Memphis-based FedEx Corp. on Wednesday, Dec. 19, reported second quarter net income of $438 million, down 12 percent from last year’s $497 million. The company attributed the income drop to several factors, including weakness in global markets, higher fuel costs and disruptions resulting from Superstorm Sandy.
FedEx founder and CEO Fred Smith said in an earnings call from Memphis that the world’s second-largest shipping company was pleased with the improving operating results from FedEx Ground and FedEx Freight, but its FedEx Express arm suffered during the second quarter of fiscal year 2013 due to weakness in the global economy.
“Operating income for the quarter improved at FedEx Freight and FedEx Ground due to increased volumes and higher yields, while persistent weakness in the global economy and increased demand for lower-yielding international services limited profits at FedEx Express,” Smith said. “Over the last couple of years, customers have opted to trade a bit of speed for a lower price.”

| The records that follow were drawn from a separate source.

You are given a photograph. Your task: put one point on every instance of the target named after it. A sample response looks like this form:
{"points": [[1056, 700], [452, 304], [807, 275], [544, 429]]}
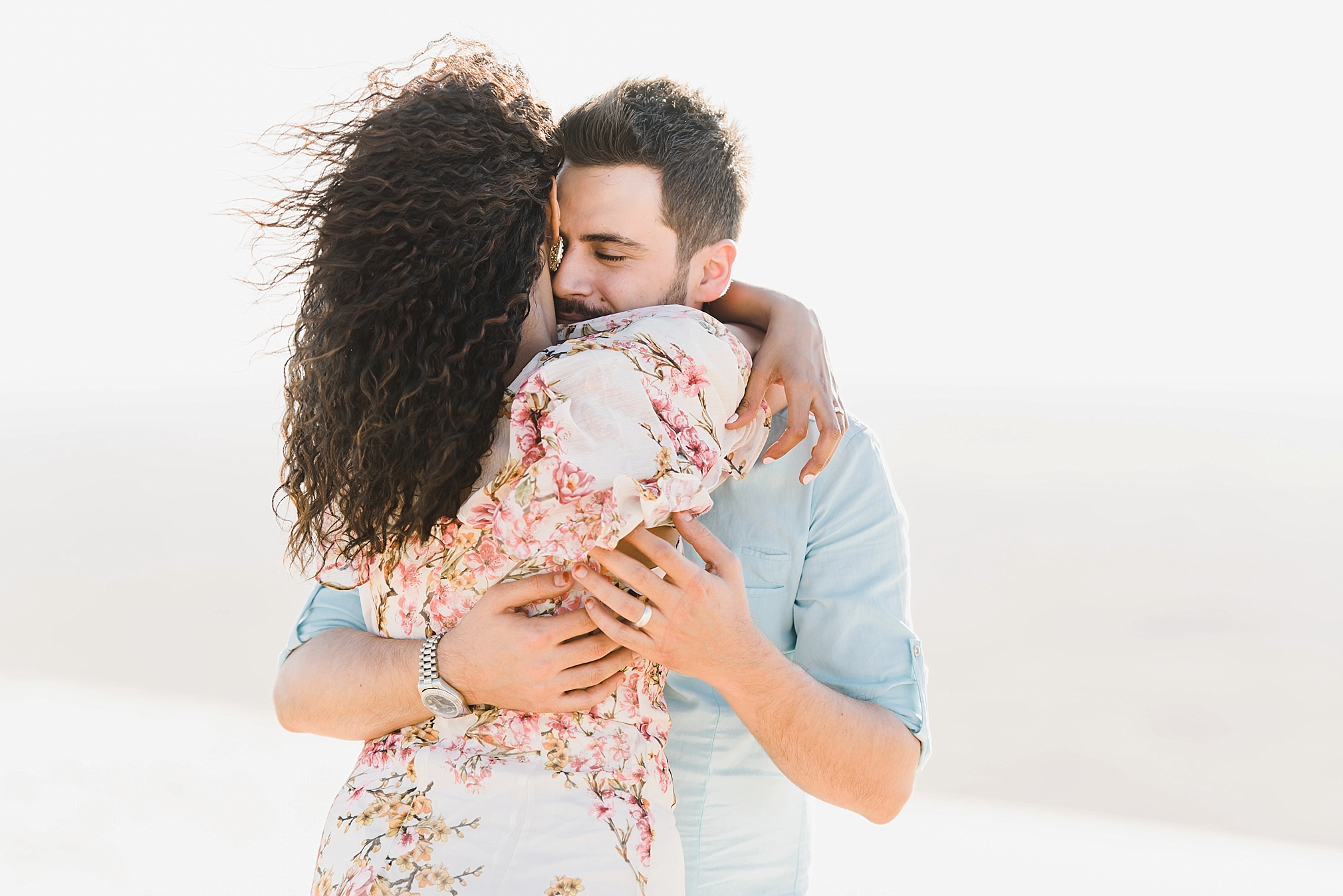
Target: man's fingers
{"points": [[586, 649], [596, 672], [707, 544], [617, 630], [584, 699], [521, 592]]}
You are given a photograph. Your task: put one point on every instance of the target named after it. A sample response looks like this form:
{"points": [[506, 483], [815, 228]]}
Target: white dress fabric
{"points": [[620, 425]]}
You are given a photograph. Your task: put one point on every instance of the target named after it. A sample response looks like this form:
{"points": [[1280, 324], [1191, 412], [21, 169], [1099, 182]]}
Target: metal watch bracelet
{"points": [[437, 695]]}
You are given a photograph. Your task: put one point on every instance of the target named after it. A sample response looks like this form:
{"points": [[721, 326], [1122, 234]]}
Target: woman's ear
{"points": [[552, 211]]}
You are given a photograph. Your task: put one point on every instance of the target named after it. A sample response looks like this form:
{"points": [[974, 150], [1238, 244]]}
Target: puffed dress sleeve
{"points": [[621, 425]]}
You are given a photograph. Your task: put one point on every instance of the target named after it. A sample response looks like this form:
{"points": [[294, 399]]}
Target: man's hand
{"points": [[501, 657], [849, 752], [355, 685], [701, 619], [793, 355]]}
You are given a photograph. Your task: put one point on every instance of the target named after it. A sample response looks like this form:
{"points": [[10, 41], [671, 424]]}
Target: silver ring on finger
{"points": [[644, 619]]}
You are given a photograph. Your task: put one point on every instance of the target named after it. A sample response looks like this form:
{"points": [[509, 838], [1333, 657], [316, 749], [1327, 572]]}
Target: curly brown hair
{"points": [[421, 227]]}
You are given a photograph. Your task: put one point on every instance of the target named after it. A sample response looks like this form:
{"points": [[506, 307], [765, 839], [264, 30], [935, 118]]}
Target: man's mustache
{"points": [[570, 310]]}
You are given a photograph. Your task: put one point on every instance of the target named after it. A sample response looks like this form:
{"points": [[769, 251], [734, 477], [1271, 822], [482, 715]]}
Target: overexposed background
{"points": [[1079, 267]]}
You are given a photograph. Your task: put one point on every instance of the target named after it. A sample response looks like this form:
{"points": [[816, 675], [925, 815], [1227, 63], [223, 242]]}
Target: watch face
{"points": [[441, 705]]}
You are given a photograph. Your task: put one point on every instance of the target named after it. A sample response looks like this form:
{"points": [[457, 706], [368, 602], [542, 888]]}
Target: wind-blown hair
{"points": [[421, 227]]}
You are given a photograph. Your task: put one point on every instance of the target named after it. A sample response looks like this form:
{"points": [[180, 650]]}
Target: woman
{"points": [[426, 293]]}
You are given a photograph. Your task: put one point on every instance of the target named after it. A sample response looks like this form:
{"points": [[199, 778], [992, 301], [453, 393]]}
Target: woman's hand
{"points": [[793, 355]]}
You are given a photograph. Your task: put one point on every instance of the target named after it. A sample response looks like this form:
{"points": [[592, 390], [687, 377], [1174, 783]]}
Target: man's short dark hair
{"points": [[679, 134]]}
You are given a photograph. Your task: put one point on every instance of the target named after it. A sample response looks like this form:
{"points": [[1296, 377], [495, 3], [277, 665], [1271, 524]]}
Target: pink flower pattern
{"points": [[543, 512]]}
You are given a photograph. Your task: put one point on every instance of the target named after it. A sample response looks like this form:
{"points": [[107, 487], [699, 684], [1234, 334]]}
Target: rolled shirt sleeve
{"points": [[325, 609], [852, 608]]}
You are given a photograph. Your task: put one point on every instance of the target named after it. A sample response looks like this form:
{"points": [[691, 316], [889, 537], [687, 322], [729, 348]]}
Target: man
{"points": [[794, 665]]}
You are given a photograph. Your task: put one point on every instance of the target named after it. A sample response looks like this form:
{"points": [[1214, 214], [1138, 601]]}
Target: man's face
{"points": [[620, 253]]}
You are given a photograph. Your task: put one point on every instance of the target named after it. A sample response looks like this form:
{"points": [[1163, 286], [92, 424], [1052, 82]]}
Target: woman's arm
{"points": [[793, 355]]}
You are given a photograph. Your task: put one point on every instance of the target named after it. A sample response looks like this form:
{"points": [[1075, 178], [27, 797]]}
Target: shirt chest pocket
{"points": [[767, 575]]}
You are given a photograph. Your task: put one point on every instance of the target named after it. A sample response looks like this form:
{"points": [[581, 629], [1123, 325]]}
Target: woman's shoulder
{"points": [[638, 318], [661, 330]]}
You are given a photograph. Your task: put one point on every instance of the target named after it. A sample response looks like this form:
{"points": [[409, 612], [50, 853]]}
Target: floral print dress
{"points": [[621, 423]]}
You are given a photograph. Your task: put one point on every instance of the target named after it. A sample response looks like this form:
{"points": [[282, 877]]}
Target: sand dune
{"points": [[1131, 612], [174, 796]]}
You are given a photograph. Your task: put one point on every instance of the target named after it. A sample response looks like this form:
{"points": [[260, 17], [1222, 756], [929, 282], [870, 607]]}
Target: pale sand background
{"points": [[1131, 609]]}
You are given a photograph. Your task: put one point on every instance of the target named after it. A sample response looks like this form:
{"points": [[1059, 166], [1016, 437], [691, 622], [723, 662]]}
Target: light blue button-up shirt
{"points": [[828, 575]]}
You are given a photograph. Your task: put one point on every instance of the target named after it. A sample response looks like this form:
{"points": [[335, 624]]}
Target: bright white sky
{"points": [[1046, 194]]}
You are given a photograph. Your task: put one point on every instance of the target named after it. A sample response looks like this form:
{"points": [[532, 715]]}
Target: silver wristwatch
{"points": [[439, 696]]}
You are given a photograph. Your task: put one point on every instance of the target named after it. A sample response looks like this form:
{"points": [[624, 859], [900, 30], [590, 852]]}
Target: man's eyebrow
{"points": [[610, 238]]}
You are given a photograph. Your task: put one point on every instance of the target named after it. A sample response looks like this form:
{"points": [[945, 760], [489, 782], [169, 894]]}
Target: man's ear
{"points": [[711, 272]]}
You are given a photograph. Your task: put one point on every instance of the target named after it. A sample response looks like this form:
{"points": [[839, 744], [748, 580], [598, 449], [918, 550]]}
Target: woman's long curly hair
{"points": [[421, 229]]}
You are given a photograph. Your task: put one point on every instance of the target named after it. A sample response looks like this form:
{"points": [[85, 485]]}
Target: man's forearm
{"points": [[848, 752], [351, 684]]}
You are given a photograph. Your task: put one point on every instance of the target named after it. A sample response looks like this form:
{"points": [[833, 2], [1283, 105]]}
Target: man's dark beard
{"points": [[571, 310]]}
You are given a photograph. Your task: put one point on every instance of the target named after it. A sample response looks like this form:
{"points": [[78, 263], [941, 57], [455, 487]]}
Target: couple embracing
{"points": [[599, 626]]}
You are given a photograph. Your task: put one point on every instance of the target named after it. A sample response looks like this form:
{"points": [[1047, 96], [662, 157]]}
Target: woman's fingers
{"points": [[750, 406], [637, 575], [713, 552], [617, 630], [672, 562], [617, 600]]}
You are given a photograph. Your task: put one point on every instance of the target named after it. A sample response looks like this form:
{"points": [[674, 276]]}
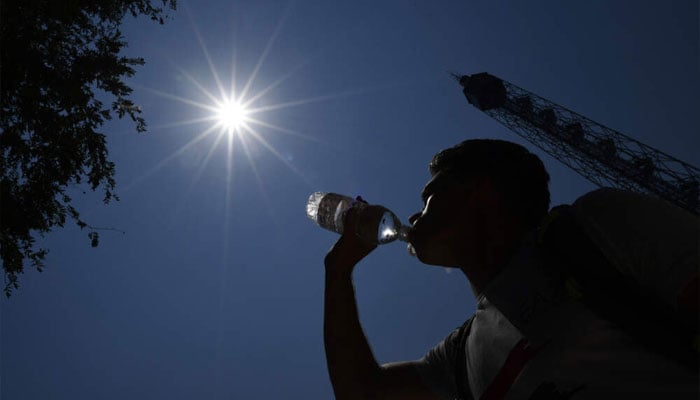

As part of its ongoing fleet revitalization plan, the company also revealed it entered into an agreement this month with Boeing to purchase four incremental Boeing 767-300 freighters for delivery in 2015. The deal brings the total 767s on order to 50, with deliveries scheduled to begin in fiscal 2014.
The new planes will replace much older MD-10 airplanes, some of which have seen more than 30 years of service. The 767s are larger and more fuel-efficient than the MD-10s.
“Over the last couple of years, customers have opted to trade a bit of speed for a lower price.”
Founder and CEO, FedEx
FedEx also pushed back delivery of two 777 freighters one year from 2015 to 2016 as part of the deal.
This year FedEx is currently experiencing another record-setting holiday shipping season, driven by the continued growth of online purchases. On Dec. 17, the company set a new daily record by moving approximately 19.8 million shipments, and it also handled more than 19 million shipments on Nov. 27 (Cyber Monday) and Dec. 10.
Overall for this holiday season, FedEx expects volume in its worldwide network to increase 13 percent over last year. The number of packages it handles on its busiest day, which varies each year according to Christmas shipping deadlines, has nearly doubled since 2005.
But the record-setting holiday traffic is expected to be tempered by lackluster growth in the global economy. The company is continuing to see consumers and businesses choose slower, less expensive ways of shipping, which is hurting its core air-delivery network, FedEx Express.
Earlier this year the company set a goal of increasing its profitability by $1.7 billion a year, and most of that will come from reductions in FedEx Express. The company is offering voluntary buyouts to thousands of employees starting next February and running through 2015, and the pretax cost of the program is anticipated to range from approximately $550 million to $650 million.
For the second quarter of this year ending Nov. 30, FedEx reported earnings of $1.39 per diluted share, compared to $1.57 per share during the same quarter last year. The company estimates the impact of Superstorm Sandy on the quarter’s results was $0.11 per diluted share due to reduced shipment volumes and incremental operating costs.
The company reported revenue of $11.1 billion, up 5 percent from $10.6 billion the previous year. Operating income totaled $718 million, down 8 percent from $780 million last year. The company’s operating margin was 6.5 percent, down from 7.4 percent the previous year.